Campaigning on Principle (Finally!)

Shortly after Mitt Romney’s selection of Paul Ryan A friend sent me an email that opened with “You wanted an in-your-face guy, here he is.  You wanted an in-your-face debate, here it is.”  

The following started out to be a private note back to him.  But I got carried away and turned it into a Liberty Works post on the political earthquake that is the Ryan nomination.

Most politicians try to win not by persuading voters with ideas but by sensing how voters already feel before any ideas are presented and then trying to align their positions with those feelings.  This cynical strategy is obvious near the beginning of Barack Obama’s stock campaign pitch:

We believe in that fundamental American idea that no matter who you are, you can make it if you try.  All we ask for is that our hard work pays off, that our responsibility is rewarded, that if we’re willing to put in the effort we can have a job that supports a family.  And be able to have a home of our own, to take a little vacation once in a while, send our kids to college and retire with dignity and respect.

What he calls “a fundamental American idea” isn’t really an idea at all.  There is no governing principle here.   Obama’ hazy language simply describes – in strictly emotional terms – an outcome most people would find soothing and comforting, especially after four years of grinding unemployment and economic anxiety.  He makes no effort to propose genuine ideas or connect the dots between his ideas and the outcome.  In fact, his policies have made the outcome he describes harder to achieve.

Ronald Reagan was not like most politicians.  He made compelling arguments, starting with the First Principles of liberty and free enterprise and persuaded voters to see things his way.  After he was elected he applied those First Principles to his policy decisions and his negotiations with a Democratic Congress and America prospered.  The voters rewarded him with reelection by the largest Electoral College landslide in history. 

It’s hard to believe in today’s evenly divided nation where each side is hoping to prevail by focusing it’s entire campaign on only eight competitive states, but Ronald Reagan won 49 states!
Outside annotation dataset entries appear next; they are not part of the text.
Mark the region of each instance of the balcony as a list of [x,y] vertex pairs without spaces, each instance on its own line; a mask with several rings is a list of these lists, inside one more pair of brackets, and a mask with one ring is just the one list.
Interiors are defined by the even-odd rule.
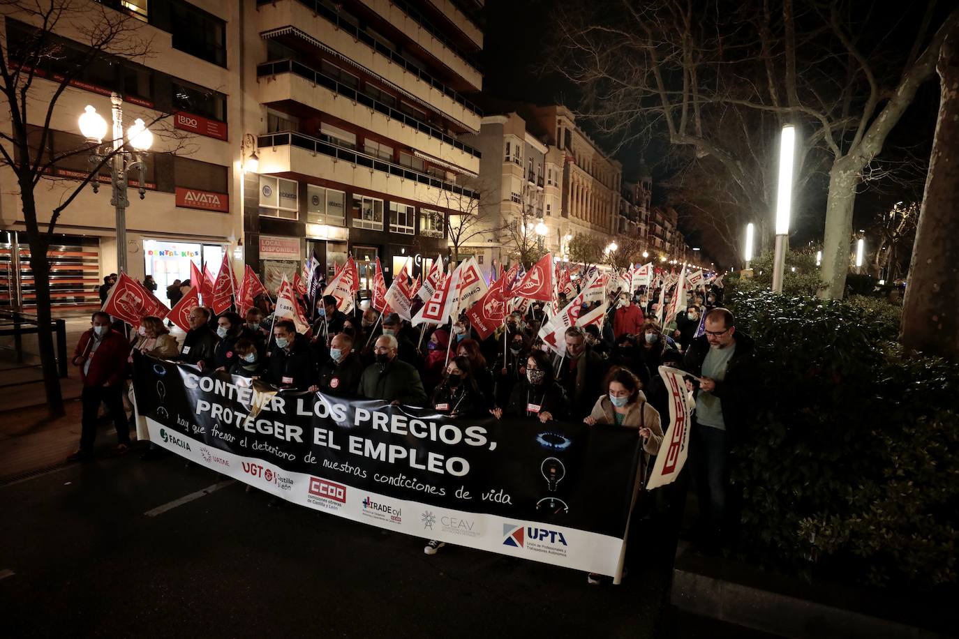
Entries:
[[396,27],[420,48],[465,80],[477,91],[482,85],[480,61],[463,51],[406,0],[364,0],[363,4]]
[[260,0],[257,12],[261,37],[293,36],[337,54],[424,106],[480,131],[482,112],[473,103],[318,2]]
[[458,184],[319,139],[285,131],[257,138],[261,173],[299,173],[427,205],[469,212],[480,194]]
[[[256,75],[270,79],[260,82],[261,103],[291,100],[444,158],[465,171],[480,171],[478,149],[305,64],[289,59],[264,62],[257,65]],[[358,104],[366,108],[359,109]]]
For Paul Ryan the Reagan model comes naturally.  Mitt Romney certainly can be more like Reagan and it appears that he is about to try.

After Obama’s manifest failures our side, the side of liberty and free enterprise should be able to say “I told you so.”  We should be able to remind voters of our First Principles and our arguments from the last campaign to show how America would have been better off today if we had won. 

But we can’t say “I told you so” because for two decades our side was incompetently represented by President Bush 41, then Bob Dole, then President Bush 43 and finally John McCain’s inept, muddled campaign of 2008.  These leaders’ commitment to the first principles of liberty and free enterprise was inconsistent and often abandoned. 

Not since 1984 has a Presidential candidate spoken in terms of First Principles.  Thus a whole generation of voters has been indoctrinated in the jaundiced, leftist pseudo-principle that elections are about who will be favored by the next round of government handouts, subsidies and credits, and who will get stuck with the tab.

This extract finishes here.